Many different engraving styles are represented - scored lines made with a very fine pointed rock, pecked marks, abraded lines and indents in the dark red-black glossy patina that covers the rocks in this area. The "fine execution", the "dynamic nature" of the images and the high degree of creativity have often been admired by those fortunate enough to have visited the site. For many it has been a revelatory experience.
All who have seen even part of this extensive precinct - covering 42 islands over a 45k radius - marvel at the range and diversity of the art work which, together with camp sites, middens, quarries and standing stones form an irreplaceable record of the lives of the Indigenous people from the first arrivals to the recent past. We are privileged to glimpse the minds and identities of individual artists and communities. The National Trust has described the Dampier Rock Art Precinct as "one of the world's pre-eminent sites of recorded human evolution and a prehistoric university."
It should be obvious that such a site is a precious part of our heritage, of the world's heritage, deserving of careful study and preservation. Instead of the care and reverence which we would expect to be shown to a site with the significance of Stonehenge, the painted caves of Lascaux in France or the structures of Machu Picchu, the rock art precinct on the Burrup has taken second place to industrial and resource development for more than 40 years.
Although there have been a number of partial surveys of this matchless site, many of them undertaken as part of the development approval process, it has never been the subject of a comprehensive inventory or analysis. As a result there is no generally accepted framework for understanding the various locations and cultural elements within the site. Nor has a heritage management plan been finalised. Since the decision by Malcolm Turnbull in 2007 to place the site on the National Heritage List (excluding the area set aside for the Pluto LNG expansion), the Western Australian Government has still not completed the management plan for which it is responsible. In the meantime, industrial expansion remains on the agenda (two proposals for nitrates facilities and a desalination plant are under consideration), vandalism is occurring and the few tourist visits are haphazard and unsupervised.

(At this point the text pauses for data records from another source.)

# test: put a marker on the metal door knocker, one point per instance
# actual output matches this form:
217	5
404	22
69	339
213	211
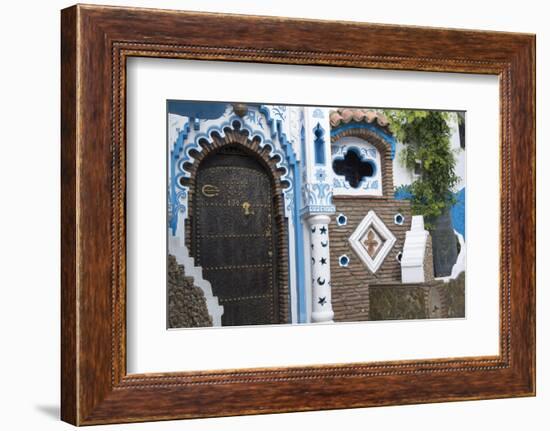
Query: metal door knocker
246	208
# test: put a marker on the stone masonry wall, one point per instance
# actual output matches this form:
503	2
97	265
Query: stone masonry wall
186	302
350	294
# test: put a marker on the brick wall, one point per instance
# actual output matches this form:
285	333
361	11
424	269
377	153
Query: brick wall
350	294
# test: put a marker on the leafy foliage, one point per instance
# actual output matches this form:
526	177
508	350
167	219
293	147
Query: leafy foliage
426	136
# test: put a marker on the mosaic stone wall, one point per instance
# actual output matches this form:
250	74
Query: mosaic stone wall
350	285
186	302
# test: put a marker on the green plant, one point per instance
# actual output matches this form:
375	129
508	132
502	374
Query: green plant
426	136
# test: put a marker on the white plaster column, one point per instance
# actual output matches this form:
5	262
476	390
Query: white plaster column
321	299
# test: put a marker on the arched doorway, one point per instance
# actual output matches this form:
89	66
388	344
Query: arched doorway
235	235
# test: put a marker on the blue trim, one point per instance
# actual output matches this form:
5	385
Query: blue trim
357	151
176	189
458	212
388	138
319	144
403	193
276	127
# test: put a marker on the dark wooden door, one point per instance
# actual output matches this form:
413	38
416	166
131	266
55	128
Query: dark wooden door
234	236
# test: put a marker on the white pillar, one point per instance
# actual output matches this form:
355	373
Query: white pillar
321	299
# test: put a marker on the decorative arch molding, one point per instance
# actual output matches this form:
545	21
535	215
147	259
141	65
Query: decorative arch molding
237	137
385	147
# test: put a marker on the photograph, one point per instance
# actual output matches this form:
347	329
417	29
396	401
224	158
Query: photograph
287	214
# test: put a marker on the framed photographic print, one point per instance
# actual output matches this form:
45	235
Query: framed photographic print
274	213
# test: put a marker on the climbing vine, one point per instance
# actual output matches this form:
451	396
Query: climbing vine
426	136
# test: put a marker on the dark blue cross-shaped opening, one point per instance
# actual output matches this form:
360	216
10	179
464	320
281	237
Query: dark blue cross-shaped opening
353	168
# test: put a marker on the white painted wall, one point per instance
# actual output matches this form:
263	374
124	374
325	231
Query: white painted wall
29	225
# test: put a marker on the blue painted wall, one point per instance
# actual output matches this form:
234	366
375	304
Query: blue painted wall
458	215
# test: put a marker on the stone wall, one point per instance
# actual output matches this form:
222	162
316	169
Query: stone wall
350	291
431	300
186	302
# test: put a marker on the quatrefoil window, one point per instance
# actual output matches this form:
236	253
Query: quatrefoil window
353	168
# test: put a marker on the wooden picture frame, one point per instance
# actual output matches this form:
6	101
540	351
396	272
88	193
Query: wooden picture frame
95	43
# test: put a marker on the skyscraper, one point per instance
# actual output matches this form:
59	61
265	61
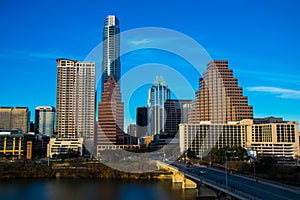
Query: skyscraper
141	121
219	98
111	49
15	118
110	114
75	100
157	95
44	120
175	114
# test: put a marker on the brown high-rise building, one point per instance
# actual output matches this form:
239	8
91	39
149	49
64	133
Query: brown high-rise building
75	100
219	98
110	114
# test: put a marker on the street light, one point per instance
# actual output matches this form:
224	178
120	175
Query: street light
226	175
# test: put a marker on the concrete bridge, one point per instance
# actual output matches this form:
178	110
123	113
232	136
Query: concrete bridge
230	186
178	176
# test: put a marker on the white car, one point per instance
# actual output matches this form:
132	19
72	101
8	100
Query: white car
202	172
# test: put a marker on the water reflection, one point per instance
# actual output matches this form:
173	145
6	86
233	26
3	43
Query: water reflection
81	189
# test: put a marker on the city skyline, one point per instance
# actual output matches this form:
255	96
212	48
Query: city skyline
268	72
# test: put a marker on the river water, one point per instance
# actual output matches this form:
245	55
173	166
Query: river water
90	189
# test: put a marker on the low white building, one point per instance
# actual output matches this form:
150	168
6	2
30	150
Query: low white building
280	139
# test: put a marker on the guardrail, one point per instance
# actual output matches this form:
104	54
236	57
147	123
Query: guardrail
231	191
263	181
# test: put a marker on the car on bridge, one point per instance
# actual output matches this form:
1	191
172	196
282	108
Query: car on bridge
202	172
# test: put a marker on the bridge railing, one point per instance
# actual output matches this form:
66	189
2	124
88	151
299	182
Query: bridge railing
221	187
265	181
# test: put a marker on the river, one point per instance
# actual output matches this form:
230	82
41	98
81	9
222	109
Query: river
90	189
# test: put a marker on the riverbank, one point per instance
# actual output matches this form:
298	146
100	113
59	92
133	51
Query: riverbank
70	169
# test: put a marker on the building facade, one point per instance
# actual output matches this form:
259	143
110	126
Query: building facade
175	114
15	118
157	96
219	98
44	120
272	139
141	121
111	64
75	101
110	114
22	146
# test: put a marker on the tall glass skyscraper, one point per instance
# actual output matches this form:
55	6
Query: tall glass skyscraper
44	120
157	96
111	49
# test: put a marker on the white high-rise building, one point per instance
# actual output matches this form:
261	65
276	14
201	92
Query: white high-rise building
111	49
157	96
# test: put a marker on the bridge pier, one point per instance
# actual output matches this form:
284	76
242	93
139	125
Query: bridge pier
187	183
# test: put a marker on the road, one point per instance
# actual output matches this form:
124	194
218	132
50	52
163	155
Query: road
259	189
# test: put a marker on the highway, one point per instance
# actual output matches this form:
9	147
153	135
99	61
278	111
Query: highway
257	188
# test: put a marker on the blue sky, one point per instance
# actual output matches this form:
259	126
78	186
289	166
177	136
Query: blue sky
259	38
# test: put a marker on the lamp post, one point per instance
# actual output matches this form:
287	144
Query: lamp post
226	175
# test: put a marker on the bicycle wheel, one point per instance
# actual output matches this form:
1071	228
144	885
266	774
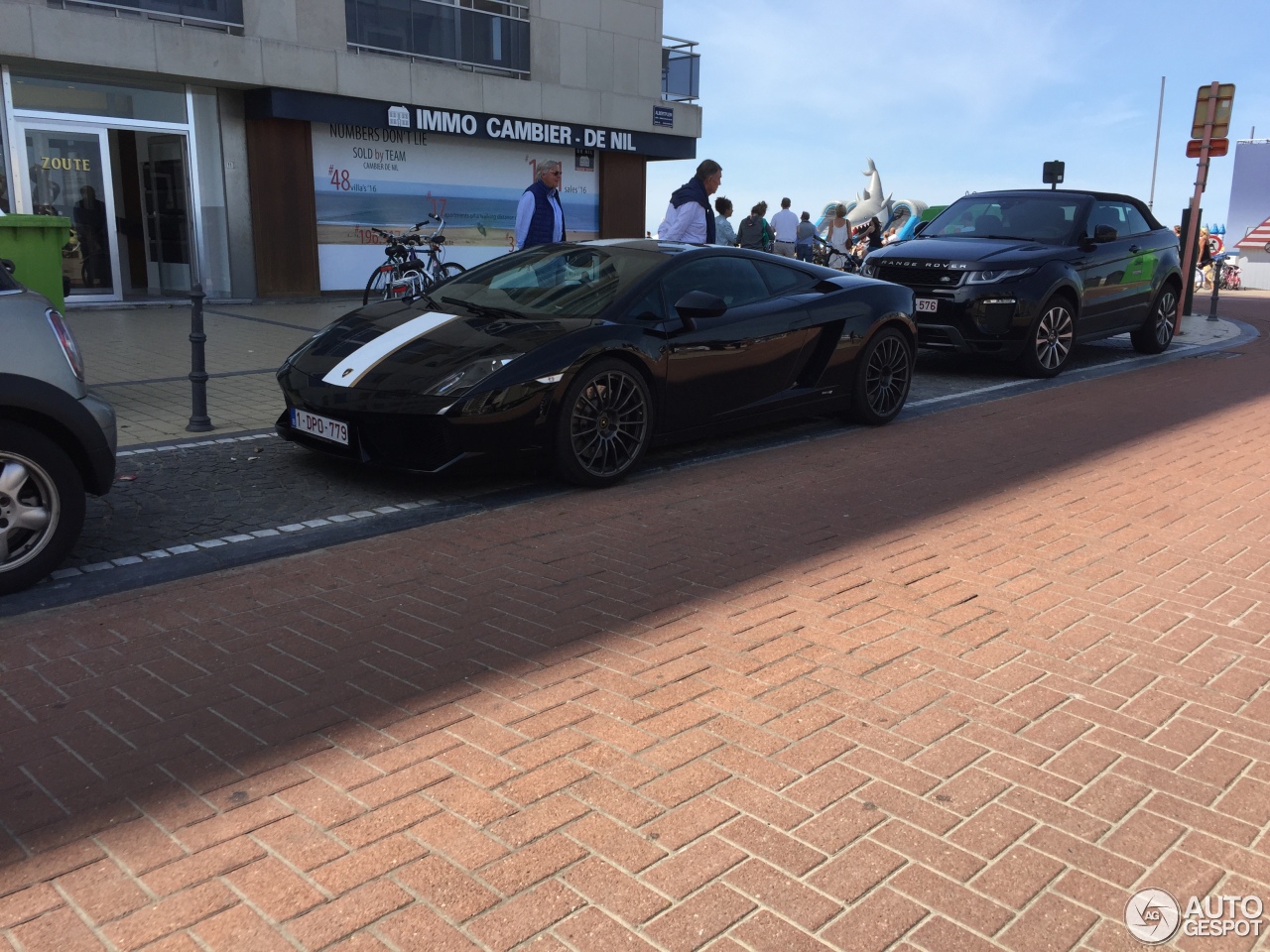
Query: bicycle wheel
447	271
377	286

Anyone who's been paying attention to Australian public debate over the last few years can't have failed to notice that there's been a lot of talk about values. Heritage, of course, is about values - or more precisely, what we value from our past, what we are prepared to protect and conserve and to pass on to future generations. Knowledge and experience of our heritage gives meaning to our lives, inspires us and contributes to our collective sense of identity. The sites, landscapes and places which we can be galvanised to protect are, in some ways, an indication of what matters to us and what we think of ourselves. Our actions speak louder than words. As they do on the Dampier Peninsula.